Executive Safe-Install Guide

A practical, executive-facing guide for installing and operating OpenClaw safely.

All security posts Open / download PDF

Audience: a single executive/CEO (and their IT/admin) running OpenClaw locally or on a small VPS, with access to Gmail/Google Workspace.

Goal: get real utility while keeping blast radius small, network exposure minimal, and Google access least‑privilege.

Sources (primary): OpenClaw documentation (Security, Wizard/Setup/Pairing, Authentication/OAuth, Tool policy, Sandboxing, Logging/Redaction, Web/Control UI, Tailscale/Remote, Google Chat, Gmail Pub/Sub).

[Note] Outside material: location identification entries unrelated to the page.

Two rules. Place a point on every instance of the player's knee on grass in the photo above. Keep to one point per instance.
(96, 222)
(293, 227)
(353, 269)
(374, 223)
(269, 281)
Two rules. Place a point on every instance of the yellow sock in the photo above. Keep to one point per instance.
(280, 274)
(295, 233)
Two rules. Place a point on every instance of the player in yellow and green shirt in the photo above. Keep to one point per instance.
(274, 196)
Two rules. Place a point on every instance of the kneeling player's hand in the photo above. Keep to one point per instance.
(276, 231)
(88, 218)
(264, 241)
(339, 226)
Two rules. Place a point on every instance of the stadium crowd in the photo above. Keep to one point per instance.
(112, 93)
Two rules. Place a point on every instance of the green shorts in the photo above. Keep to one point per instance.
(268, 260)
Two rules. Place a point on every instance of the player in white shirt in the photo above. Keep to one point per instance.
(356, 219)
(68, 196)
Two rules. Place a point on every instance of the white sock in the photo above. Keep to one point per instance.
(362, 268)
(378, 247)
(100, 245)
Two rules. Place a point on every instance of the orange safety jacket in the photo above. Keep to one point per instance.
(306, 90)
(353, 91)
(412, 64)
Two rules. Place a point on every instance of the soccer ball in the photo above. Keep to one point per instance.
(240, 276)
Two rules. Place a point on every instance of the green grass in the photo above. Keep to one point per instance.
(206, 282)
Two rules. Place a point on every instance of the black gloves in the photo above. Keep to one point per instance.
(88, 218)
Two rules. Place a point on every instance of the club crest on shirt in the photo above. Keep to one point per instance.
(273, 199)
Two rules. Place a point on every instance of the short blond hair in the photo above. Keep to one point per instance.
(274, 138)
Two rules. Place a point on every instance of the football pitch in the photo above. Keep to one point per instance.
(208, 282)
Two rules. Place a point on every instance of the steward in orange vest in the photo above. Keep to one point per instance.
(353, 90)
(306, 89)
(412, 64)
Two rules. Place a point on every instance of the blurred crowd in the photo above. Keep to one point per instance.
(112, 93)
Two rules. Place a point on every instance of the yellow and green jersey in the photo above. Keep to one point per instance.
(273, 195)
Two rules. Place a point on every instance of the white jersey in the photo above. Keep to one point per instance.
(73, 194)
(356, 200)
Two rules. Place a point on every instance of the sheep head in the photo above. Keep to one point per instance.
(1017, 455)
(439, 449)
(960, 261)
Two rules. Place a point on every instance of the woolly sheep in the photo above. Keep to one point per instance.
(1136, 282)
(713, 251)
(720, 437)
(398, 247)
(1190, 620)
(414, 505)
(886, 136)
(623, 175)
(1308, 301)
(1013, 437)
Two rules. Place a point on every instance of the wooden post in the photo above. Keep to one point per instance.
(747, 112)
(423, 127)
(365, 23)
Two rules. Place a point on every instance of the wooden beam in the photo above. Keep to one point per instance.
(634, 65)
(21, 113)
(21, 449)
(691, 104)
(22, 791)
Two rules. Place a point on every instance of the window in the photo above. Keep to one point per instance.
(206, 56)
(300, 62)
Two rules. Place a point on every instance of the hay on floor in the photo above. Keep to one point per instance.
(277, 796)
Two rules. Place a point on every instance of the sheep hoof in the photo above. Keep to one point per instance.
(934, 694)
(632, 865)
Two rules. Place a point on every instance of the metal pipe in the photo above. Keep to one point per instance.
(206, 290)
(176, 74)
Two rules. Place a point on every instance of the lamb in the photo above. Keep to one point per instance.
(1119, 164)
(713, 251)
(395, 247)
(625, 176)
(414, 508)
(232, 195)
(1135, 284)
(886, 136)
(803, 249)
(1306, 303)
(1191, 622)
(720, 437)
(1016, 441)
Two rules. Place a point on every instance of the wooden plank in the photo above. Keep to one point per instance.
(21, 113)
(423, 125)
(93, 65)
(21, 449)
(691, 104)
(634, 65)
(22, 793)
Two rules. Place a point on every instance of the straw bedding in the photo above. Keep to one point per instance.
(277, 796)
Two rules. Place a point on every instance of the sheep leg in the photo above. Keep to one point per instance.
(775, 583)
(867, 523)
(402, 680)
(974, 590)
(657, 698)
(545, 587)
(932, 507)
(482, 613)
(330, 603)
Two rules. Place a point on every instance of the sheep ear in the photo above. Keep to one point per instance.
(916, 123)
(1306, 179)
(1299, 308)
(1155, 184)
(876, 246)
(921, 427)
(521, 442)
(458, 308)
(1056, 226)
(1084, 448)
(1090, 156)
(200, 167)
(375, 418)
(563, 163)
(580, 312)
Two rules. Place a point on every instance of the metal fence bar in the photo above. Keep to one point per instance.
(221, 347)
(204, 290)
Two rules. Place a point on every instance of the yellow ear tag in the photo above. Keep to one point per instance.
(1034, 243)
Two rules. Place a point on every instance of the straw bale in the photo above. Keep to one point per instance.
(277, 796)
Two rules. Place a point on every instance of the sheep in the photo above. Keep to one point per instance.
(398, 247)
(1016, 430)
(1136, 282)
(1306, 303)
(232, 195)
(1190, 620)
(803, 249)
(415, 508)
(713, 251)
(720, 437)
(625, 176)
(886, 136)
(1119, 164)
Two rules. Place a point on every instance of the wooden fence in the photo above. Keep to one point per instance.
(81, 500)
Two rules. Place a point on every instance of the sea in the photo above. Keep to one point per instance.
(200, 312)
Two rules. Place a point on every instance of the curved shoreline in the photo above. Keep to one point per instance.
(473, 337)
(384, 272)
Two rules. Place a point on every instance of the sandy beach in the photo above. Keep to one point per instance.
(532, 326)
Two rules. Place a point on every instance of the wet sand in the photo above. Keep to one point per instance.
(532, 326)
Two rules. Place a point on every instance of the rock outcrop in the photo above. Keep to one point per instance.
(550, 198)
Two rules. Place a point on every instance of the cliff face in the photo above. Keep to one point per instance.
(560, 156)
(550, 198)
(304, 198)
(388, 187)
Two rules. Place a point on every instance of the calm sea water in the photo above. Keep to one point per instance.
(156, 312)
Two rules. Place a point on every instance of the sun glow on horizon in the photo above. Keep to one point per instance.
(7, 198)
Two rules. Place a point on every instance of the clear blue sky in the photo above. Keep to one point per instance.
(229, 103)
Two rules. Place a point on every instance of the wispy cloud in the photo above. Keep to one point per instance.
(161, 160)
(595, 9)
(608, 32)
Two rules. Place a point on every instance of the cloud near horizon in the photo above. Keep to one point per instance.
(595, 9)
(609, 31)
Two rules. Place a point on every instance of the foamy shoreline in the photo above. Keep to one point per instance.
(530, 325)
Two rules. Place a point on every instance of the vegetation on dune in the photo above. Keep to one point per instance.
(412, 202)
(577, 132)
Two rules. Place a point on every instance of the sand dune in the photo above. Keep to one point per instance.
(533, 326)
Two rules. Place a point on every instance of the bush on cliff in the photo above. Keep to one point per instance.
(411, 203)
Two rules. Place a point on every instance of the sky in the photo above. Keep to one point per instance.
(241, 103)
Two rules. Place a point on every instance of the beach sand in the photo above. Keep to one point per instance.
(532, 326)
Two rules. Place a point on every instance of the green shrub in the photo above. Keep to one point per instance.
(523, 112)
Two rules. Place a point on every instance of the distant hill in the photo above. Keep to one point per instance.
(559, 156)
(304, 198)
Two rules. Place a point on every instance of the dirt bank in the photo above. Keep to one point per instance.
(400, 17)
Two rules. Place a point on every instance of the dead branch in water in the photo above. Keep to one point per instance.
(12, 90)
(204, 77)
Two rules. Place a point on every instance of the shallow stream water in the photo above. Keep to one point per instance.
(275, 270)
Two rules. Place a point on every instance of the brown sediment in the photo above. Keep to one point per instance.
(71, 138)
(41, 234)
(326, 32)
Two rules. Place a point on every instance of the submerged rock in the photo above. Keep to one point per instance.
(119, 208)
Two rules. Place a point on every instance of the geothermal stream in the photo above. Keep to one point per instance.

See links in References.

External/neutral security sources used for principles (prompt injection & agent risks): OWASP Top 10 for LLM Apps; Microsoft guidance on prompt injection; NIST AI RMF + GenAI Profile overview.

1) Executive summary

Running an AI assistant that can read messages, browse the web, and execute tools is equivalent to operating a new privileged employee that can be tricked by hostile inputs.

OpenClaw’s own Security guide emphasizes that “access control before intelligence” is the real defense: who can talk to the bot, what tools it has, and where those tools run matter more than which model you pick. OpenClaw also ships a built‑in security audit command to flag common footguns (open DM policies, network exposure, browser control exposure, risky file permissions, plugins, etc.).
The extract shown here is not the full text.